Research

Refined RANSAC for 3D primitive shape fitting based on multi-scale local features

3D scanners have been largely used in remote sensing and robot interaction for 3D environment reconstruction, modelling and scene parsing. However, the large scale scanned data lacks structure and semantic interpretation. Without further processing, the information directly gathered from raw point cloud data can be used for maximum distance detection which is far from enough for automatic car driving system or interactive robot sensing. In this project, we developed the algorithm which combines machine learning methods with RANSAC in order to find candidate primitive shapes before expensive RANSAC iteration process, it can help reduce the energy cost as well as maintain the fitting accuracy.

Human Action recognition for videos using Sparse Representation and deep network 

This work proposed a deep learning architecture for action detection in videos using over-complete dictionary learning. Through utilizing sparse representation, the proposed approach achieves considerable accuracy compared with state- of- the-art results as well as saving the memory and making the whole procedure faster. The proposed approach was tested on two dataset including Weizmann and KTH action dataset. For Weizmann dataset which contains 10 different classes for human action, our proposed approach achieves the test accuracy 80.4. For KTH dataset which contains 6 different classes for human action, our approach achieves the test accuracy 80.4. We also analyze the relation between sparsity with accuracy and the relation between sparsity with time-consumption of our method, which illustrates that the proper sparsity value in our approach would significantly improves the computing time and achieves considerable accuracy.

Never-lost: Multi-camera face detection and full-body tracking for videos 

This project introduced the basic setup and functions of PRPOF, which was built on top of state-of-the-art algorithms and models. The system is aimed at combining face detection and full-body tracking to solve the bottleneck that the tracked face might be occluded or the target is of back view. This two modules form a closed-loop called Never-lost framework, which guarantees the stability and reliability of our system. The face detection part is based on Multi-task CNN deep learning frame work and recognition module is built upon VGG-Net, using the last layer as the representation of our face with the tracking part which is based on the dynamic scale feature correlation estimation. In order to increase accuracy of our model, we use a new dataset called MS-Celeb-1M to train our model, and it proves to be more accurate than the previous dataset we used. Additionally, our system contains the processing part including emotion and gender estimation which can be further used to evaluate the target’s activity.

Semantic image segmentation for 3D scene parsing

In this paper, we propose a new approach to semantic segmentation for 3D point cloud. Different from the traditional CNN architecture, we do 3D feature abstraction of each point before send them into neural network. And the input of neural network is a vector of each point, instead of the whole 3D image. As 3D feature abstraction has aggregated enough local structure information, achieving the same function of complex CNN architecture, our neural network can reach relative high accuracy with quite trivial structure. Finally, semantic segmentation is realized by combining the coordinates information and the label of each point to reconstruct the point cloud. Our lightweight architecture has advantages of small model size, shorting training time and decent accuracy and can be applied to real time scene parsing such as auto-driving and interactive robot sensing.
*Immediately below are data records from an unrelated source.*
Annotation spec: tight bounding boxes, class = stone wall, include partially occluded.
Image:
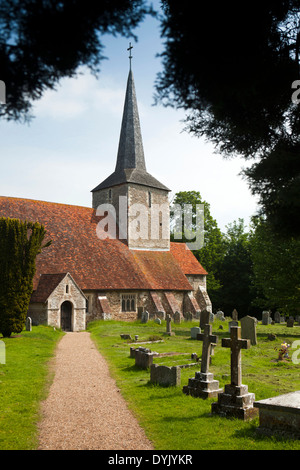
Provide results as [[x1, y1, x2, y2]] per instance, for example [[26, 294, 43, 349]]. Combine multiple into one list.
[[92, 182, 170, 250], [84, 289, 188, 322], [127, 184, 170, 250]]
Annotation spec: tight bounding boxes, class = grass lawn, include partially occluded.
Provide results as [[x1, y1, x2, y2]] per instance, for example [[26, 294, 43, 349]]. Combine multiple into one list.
[[88, 318, 300, 451], [0, 325, 64, 450]]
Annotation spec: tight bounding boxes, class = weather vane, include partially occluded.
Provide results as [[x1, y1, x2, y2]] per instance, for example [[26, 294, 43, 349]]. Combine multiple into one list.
[[127, 42, 133, 70]]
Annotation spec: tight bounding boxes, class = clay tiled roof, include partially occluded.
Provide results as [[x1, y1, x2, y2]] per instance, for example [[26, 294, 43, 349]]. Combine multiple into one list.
[[30, 273, 67, 302], [0, 196, 206, 291], [170, 242, 208, 275]]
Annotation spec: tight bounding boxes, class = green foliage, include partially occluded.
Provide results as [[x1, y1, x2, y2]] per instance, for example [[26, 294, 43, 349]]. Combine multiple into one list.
[[250, 216, 300, 315], [170, 191, 225, 305], [0, 217, 51, 337], [218, 219, 259, 316]]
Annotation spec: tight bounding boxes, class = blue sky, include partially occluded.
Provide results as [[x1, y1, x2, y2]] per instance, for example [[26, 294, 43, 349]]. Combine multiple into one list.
[[0, 2, 259, 232]]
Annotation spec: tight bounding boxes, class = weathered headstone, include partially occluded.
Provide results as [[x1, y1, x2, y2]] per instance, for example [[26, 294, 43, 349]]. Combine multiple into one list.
[[262, 310, 271, 325], [229, 320, 238, 333], [183, 324, 222, 399], [211, 326, 258, 420], [25, 317, 32, 332], [232, 309, 239, 321], [216, 310, 225, 321], [190, 327, 201, 339], [154, 318, 161, 325], [141, 311, 149, 323], [274, 311, 281, 324], [254, 391, 300, 438], [174, 311, 181, 324], [134, 347, 159, 369], [240, 315, 257, 346], [199, 309, 210, 329], [184, 312, 193, 322], [156, 311, 166, 320], [165, 314, 175, 336], [120, 334, 132, 340], [150, 364, 181, 387], [287, 318, 295, 328]]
Personalized Yelp Recommendation based on Big data Analytics

This project aimed at doing big data analysis for yelp dataset, giving more detailed and personalized recommendation sort for users. The project solved the issue that for the general recommendation algorithm, it could be inefficient for customer to find out the best personalized matching item in a short time among a bunch of recommended items. The proposed method is to firstly calculate a set of recommended items using collaborative filtering based on Spark and then arrange them based on the key word matching similarity of user’s personalized input information. For the key word matching similarity, we generalize the key word lists from both yelp business comment data and user’s history searching data using LSI and built word2vec model. After that we sort the values to get the personalized yelp business recommendation result to find the one which matches the user’s request best. In this way, the recommendation system can be more personalized and match potential users with target business more accurately.

External Crime Motivation analysis and Prediction

In our project, we utilize the historical crime data as well as the multi-media environmental data to analysis the effect of the external factors on the crime motivation. We use both numerical features and text features to provide sufficient feature data which can describe the crime point. For the overall pipeline, we have the input data set including the user’s information, user’s current location, route, current date, temperature, rainfall and other relevant environmental information, the system firstly extracted the key points on the route for our research. The key points are the data points which are likely to be unsafe. Secondly, for each key point, with all kinds of features of the point, the system will do prediction about the possibility of crime occurrence. Thirdly, collecting all the key points prediction results, we give the score which for the current route and recommend the route which has the highest score to help users stay safe. Our project provides a general and useful approach based on the obvious data which can be easily acquired for the public to help themselves stay safe. The result of our research can be further combined with other stimulations of the crime motivation to do criminology analysis.

Bachelor’s Thesis – Acquisition system for 3D data cloud using spectral imaging

In this paper, a 3-D reconstruction technique based on single-time structured light projection is introduced. The proposed approach analyzes the deformed pattern of the projected structured light on the 3D object. The object is placed on the stage. We can read X and Y coordinate information of each pixels from the 2-D image. The Z coordinate needs to be calculate by analyzing the deformed fringe projected onto the surface. We generate several single-color sinusoidal fringe patterns with a phase shift. We project the synthetic image of those phase shifting patterns onto object. Then we use spectrometer to separate patterns according to different frequency. We do histogram equalization and filtering as preliminary treatment. We get initial phase distribution by four-step phase shifting algorithm. After phase unwrapping we can finally get phase information of the project which can be used to do 3D reconstruction.